Crystal Endeavor had been due this year, World Dream in 2021
Expedition ship Crystal Endeavor had been due for hand over this summer, while Global Dream was due in 2021. Both are under construction at the Genting-owned MV Werften trio of yards in Germany.
The 19,800gt, 200-passenger Crystal Endeavor is the first of two vessels planned for Crystal Expedition Cruises. The second had been expected to enter service in 2021.
Dream Cruises’ Global Dream is the largest ship ever built in Germany. At 208,000gt with a length of 342 meters and width of 46 meters, it is one of the largest cruise ships in the world. It will be able to accommodate up to 9,500 passengers and 2,200 crew members — more people than any other cruise vessel.
A Global-class sister, whose keel was laid in September 2019, was scheduled for 2022 delivery.
Genting didn’t specify new delivery dates for Crystal Endeavor or Global Dream, nor did it mention their sister ships.
Warning on wider losses
In a profit warning Friday, the company said its expected first half $300m operating loss compares to the $38.3m operating loss in the first six months of 2019, while the anticipated $600m net loss compares to the $56.5m loss in the first half a year ago.
Genting expects to announce results for the period ended June 30 by the end of August.
The wider losses are due to Dream Cruises, Crystal Cruises and Star Cruises not operating during the coronavirus pandemic (Dream has just resumed in recent days with one ship from Taiwan), the suspension of shipbuilding at MV Werften’s yards and severely restricted operations and revenue generation at entertainment and leisure businesses Resorts World Manila and Zouk, Singapore.
Apart from Explorer Dream, which began sailing from Taiwan July 26, and SuperStar Aquarius and SuperStar Gemini, which have been leased to the Singapore government for foreign-worker housing, the rest of Genting’s ships are laid up.
Actions to reduce costs include suspending all capital expenditures, apart from those necessary for ship, employee and passenger health and safety.

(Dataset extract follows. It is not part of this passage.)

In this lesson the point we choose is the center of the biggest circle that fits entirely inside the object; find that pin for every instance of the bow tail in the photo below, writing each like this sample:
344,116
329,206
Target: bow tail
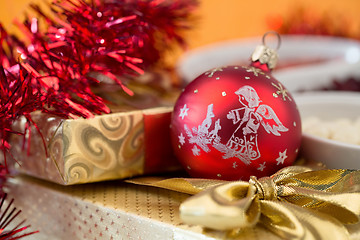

Shoreside operating expenses were trimmed, including head count and salaries, along with the suspension of paid leave.
The company secured a deferral of up to 12 months for debt principal repayments amounting to approximately US$220m, sought funding from Germany’s Economic Stabilization Fund to resume construction work at the shipyards and is pursuing additional sources of finance to maintain its cruise businesses until service resumes.